Почему я сначала мечтаю создать такой архив (около двадцати лет назад), а потом охладеваю к этой идее?
* * *
Начинаю делать записи снов, думая о запутанной истории советского еврейства. Сколько бы сегодня мы ни пытались прочесть ее, многое так и останется загадкой. Может быть, хотя бы сны, – рассуждаю я наивно, – способны что-нибудь прояснить? И то, о чем люди раньше не могли говорить. И то, что уже забыли. И то, что до сих пор старательно прячут – даже от себя самих.
* * *
Оказалось, далеко не все сны увлекательны. Напротив, многие на редкость скучны.
А самое интересное для меня сейчас – «послевкусие сна». Оно возникает у человека, вспоминающего сновидение. Стремящегося во что бы то ни стало к разгадке.
Вороны
На снежном поле, сразу за своим домом (там, где хотели когда-то возводить очередную пятиэтажку, да так и не начали), он увидел стаю ворон. Сначала со свойственным ему нудным педантизмом решил сосчитать их, но сбился. И был очень удивлен этим. Вороны кричали истошно, почти невыносимо.
Тут он проснулся.
Тем летним утром, делая за завтраком любимый свой бутерброд (хлеб, масло, творог, сверху – повидло), он услышал по радио: на Ближнем Востоке началась война.

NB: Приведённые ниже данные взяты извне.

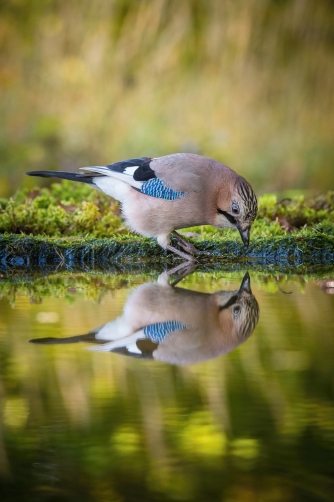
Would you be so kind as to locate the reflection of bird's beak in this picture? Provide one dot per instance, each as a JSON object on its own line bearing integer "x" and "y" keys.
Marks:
{"x": 244, "y": 235}
{"x": 245, "y": 284}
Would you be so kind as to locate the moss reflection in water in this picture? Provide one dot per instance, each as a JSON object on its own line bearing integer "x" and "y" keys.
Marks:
{"x": 255, "y": 424}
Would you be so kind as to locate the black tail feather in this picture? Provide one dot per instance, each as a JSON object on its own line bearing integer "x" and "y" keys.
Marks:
{"x": 89, "y": 337}
{"x": 82, "y": 177}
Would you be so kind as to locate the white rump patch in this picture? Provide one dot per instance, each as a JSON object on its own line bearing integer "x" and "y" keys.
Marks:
{"x": 130, "y": 170}
{"x": 133, "y": 349}
{"x": 113, "y": 187}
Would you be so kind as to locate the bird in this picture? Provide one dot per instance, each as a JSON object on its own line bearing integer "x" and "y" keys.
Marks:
{"x": 162, "y": 195}
{"x": 175, "y": 325}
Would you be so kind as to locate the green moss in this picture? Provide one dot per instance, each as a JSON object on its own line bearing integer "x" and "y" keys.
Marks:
{"x": 74, "y": 226}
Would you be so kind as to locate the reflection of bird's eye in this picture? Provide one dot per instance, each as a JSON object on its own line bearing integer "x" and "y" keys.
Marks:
{"x": 236, "y": 310}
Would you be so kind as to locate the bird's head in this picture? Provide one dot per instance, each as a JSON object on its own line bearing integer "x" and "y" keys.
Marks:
{"x": 237, "y": 208}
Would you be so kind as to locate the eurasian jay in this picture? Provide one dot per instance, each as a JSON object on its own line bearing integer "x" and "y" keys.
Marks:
{"x": 175, "y": 325}
{"x": 161, "y": 195}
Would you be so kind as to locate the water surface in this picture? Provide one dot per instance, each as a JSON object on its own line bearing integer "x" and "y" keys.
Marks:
{"x": 228, "y": 395}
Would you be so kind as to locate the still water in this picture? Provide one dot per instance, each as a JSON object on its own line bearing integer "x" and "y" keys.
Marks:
{"x": 218, "y": 389}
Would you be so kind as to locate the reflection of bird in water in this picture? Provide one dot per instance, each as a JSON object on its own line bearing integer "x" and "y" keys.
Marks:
{"x": 176, "y": 325}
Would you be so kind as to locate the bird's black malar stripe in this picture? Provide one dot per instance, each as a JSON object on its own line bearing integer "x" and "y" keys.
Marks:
{"x": 144, "y": 172}
{"x": 228, "y": 216}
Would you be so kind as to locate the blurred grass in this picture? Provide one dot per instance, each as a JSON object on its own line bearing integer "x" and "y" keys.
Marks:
{"x": 249, "y": 83}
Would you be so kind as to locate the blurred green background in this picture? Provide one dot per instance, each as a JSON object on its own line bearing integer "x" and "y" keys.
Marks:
{"x": 249, "y": 83}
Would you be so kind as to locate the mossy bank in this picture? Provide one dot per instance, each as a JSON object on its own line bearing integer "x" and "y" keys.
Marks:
{"x": 74, "y": 227}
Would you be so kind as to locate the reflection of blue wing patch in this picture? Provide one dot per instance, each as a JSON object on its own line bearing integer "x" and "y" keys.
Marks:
{"x": 155, "y": 188}
{"x": 157, "y": 332}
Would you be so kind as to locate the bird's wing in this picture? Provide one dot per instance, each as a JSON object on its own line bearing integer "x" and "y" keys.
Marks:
{"x": 156, "y": 333}
{"x": 170, "y": 177}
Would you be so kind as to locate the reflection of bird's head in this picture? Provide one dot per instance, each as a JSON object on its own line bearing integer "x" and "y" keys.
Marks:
{"x": 239, "y": 309}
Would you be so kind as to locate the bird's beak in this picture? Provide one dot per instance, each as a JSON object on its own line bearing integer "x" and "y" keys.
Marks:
{"x": 244, "y": 235}
{"x": 245, "y": 284}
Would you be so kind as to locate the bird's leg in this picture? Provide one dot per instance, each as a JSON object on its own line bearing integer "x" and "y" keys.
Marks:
{"x": 187, "y": 246}
{"x": 185, "y": 256}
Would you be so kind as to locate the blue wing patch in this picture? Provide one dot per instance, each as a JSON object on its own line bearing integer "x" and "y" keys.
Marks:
{"x": 157, "y": 332}
{"x": 155, "y": 188}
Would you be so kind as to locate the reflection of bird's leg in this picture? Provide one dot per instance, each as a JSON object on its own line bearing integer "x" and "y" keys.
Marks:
{"x": 181, "y": 271}
{"x": 185, "y": 256}
{"x": 187, "y": 246}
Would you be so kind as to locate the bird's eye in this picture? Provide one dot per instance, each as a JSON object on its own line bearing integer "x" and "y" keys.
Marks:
{"x": 236, "y": 310}
{"x": 235, "y": 209}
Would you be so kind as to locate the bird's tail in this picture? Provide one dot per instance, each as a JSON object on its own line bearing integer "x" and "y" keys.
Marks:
{"x": 81, "y": 177}
{"x": 89, "y": 337}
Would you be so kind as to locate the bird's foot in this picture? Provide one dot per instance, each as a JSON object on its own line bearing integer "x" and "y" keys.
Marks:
{"x": 187, "y": 246}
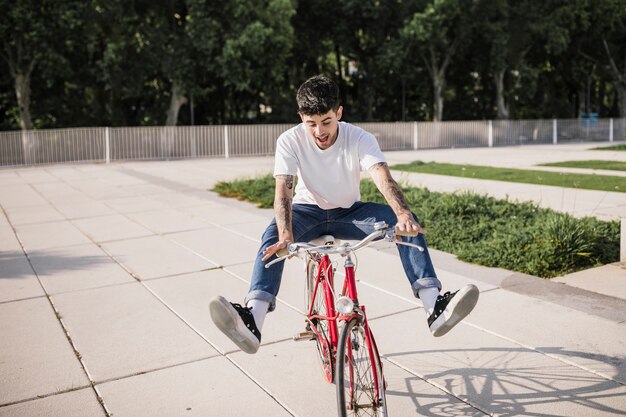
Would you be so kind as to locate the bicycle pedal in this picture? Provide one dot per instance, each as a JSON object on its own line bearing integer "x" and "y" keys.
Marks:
{"x": 308, "y": 335}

Тогда он был начальником планового отдела треста, не зря почти всерьез называл себя «нужным евреем» (его, действительно, не трогали ни при каких реорганизациях), обо всем и всех судил не просто безоговорочно – с резким, для многих неприятным апломбом.
Была у него тогда и семья: жена, дочь (между прочим, родные дали ему по-своему редкое прозвище – коммунист; бывая в их доме, я не раз слышал такое обращение к отцу и мужу: «Коммунист, иди сюда!»)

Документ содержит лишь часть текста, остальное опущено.